- Will a part exchange make my monthly payments cheaper?
- What if I have negative equity on my old car?
- 3 steps to part exchange for a lease car
When you lease a car, you won’t be buying or financing it in a way that would make you the owner. As such, you won’t be able to part exchange any vehicle which you have leased. However, if this is your first time leasing and you have an old car that you want to offset against your new vehicle to make it cheaper, you will have this option available to you.
Read on to find out what your options are when part-exchanging for a lease car.
Will a part exchange make my monthly payments cheaper?
Unfortunately, no. Unlike when you buy a car or finance it in the traditional sense (e.g. through a loan), leasing is different.
The money a leasing provider offers you for your old car can be used to cover (or partially cover) the initial payment required at the beginning of a lease deal. Because this is the biggest chunk to pay in one sitting for a leased car, this can be a weight off the shoulders which allows you to get rid of an unwanted motor and reduce the upfront cost in one swoop.
Remember: A larger initial payment will mean lower monthly rentals, so you may be able to reduce the lease payments indirectly by matching the money you get for your old car, then using this as the initial fee.
Not all providers and leasing companies will offer a part exchange service, but ones which do may do it for free, as well as throwing in collection too. However, be sure to shop around websites of multiple providers to ensure you get the best offer.
Before getting any valuation of your old car from a provider, ensure you have the following information to hand, as it may be required:
- Registration number
- Current mileage
- Make and model
- Your address details (used to check collection availability)
Want to find out how much you can part-exchange your car for? Our Car Change Calculator helps you get the best price for your old car and find great deals on the latest lease vehicle.
What if I have negative equity on my old car?
Depending on how you bought your old car, there may still be some outstanding finance that needs taking care of before you can offload it.
If this is the case, a provider might still give you money for your old car. But they’ll likely build the remaining finance in to your lease deal for the new vehicle. This is going to make the monthly payments for your new vehicle more expensive, so be sure to check that you’re happy with the price quoted before signing the contract.
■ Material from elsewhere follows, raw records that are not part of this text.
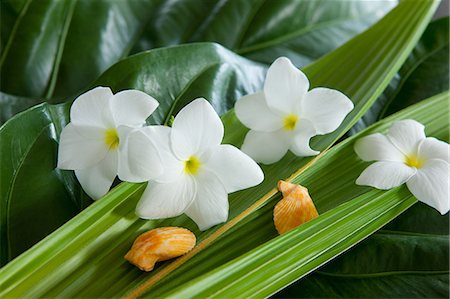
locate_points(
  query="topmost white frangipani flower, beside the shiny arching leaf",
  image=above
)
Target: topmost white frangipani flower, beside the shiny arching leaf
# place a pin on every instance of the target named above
(286, 115)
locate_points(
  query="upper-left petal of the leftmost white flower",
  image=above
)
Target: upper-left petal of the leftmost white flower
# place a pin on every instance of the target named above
(92, 108)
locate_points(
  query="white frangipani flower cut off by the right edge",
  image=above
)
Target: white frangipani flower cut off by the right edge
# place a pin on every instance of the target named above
(406, 155)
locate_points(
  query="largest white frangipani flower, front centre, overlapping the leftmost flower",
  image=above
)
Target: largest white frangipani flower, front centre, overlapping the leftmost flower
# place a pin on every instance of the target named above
(199, 171)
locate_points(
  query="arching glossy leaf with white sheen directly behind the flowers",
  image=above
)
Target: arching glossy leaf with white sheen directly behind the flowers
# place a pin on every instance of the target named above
(177, 75)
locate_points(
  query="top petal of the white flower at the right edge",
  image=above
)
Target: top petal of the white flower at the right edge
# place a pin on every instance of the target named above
(406, 135)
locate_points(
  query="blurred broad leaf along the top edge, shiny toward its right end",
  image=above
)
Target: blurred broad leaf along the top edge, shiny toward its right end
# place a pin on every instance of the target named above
(264, 30)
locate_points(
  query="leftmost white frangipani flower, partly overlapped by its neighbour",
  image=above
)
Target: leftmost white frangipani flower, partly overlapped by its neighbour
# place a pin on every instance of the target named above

This isn’t an ideal scenario, especially as the idea of a part-exchange is so that you can save money on a new car. So it may be worth checking if there are is a ‘voluntary termination’ available for your old vehicle’s finance, especially if it’s a PCP (Personal Contract Purchase) agreement. In short, this will allow you to hand it back to the finance provider if 50% of the total money for the deal is paid off.
Although this option would be mean you don’t benefit from a reduction on your new car’s initial payment, you’ll still save money on your monthly payments by not depending on the leasing finance provider to settle the outstanding finance.
3 steps to part exchange for a lease car
As mentioned before, the process is simple and tends to not cost quick for everyone involved. Most of the time you won’t need to pick up the phone for anything other than arranging for collection of your old set of wheels.
Remember: Different providers and online services might offer you a different price on your car, so be sure to shop around and get the best price.
Here are three steps to part-exchanging your car for a lease vehicle.
1. Enter your details
In order to give your car a valuation which accurately reflects its condition and the miles it’s driven, the provider will ask you to provide key details about the vehicle. As we mentioned before, this should include the registration number (which will tell them its age), current mileage (this indicates what condition the car will be in) and the manufacturer and model details (some vehicles lose their value quicker than others).
As well as details about the car, the provider will need some personal details too, such as your address, telephone and email. This will allow them to contact you in order to arrange collection.
2. Wait for your valuation
There are some providers which specialise in offering a quick turnaround from receiving your details to providing you with a valuation. Look out for ‘fast and free’ when deciding which service to use.
Depending on the processes used by the provider you use, the price quoted for your old car could be sent in an email, text message, or they may even call you in order to make the process of transferring the money (and arranging your new lease deal, if you choose this option) quicker.
Remember: A part-exchange for a lease car doesn’t mean you need to take out a leasing agreement. Some providers state that they can transfer the money for the vehicle directly to your account.
3. Decide whether the price is right
The price you’re quoted for your old motor won’t be the same across all providers, so be sure to try different ones when looking for a price. Pick the one which gives you the most for the car, although you should factor in any fees they may charge for this service.
It may even be worthwhile checking your chosen provider’s latest special offer lease deals in order to get an idea of what lease car you want as part of a part-exchange agreement. This will also give you an idea of what the initial payment will be and how much of this your old model’s valuation will cover if you choose to work it against this.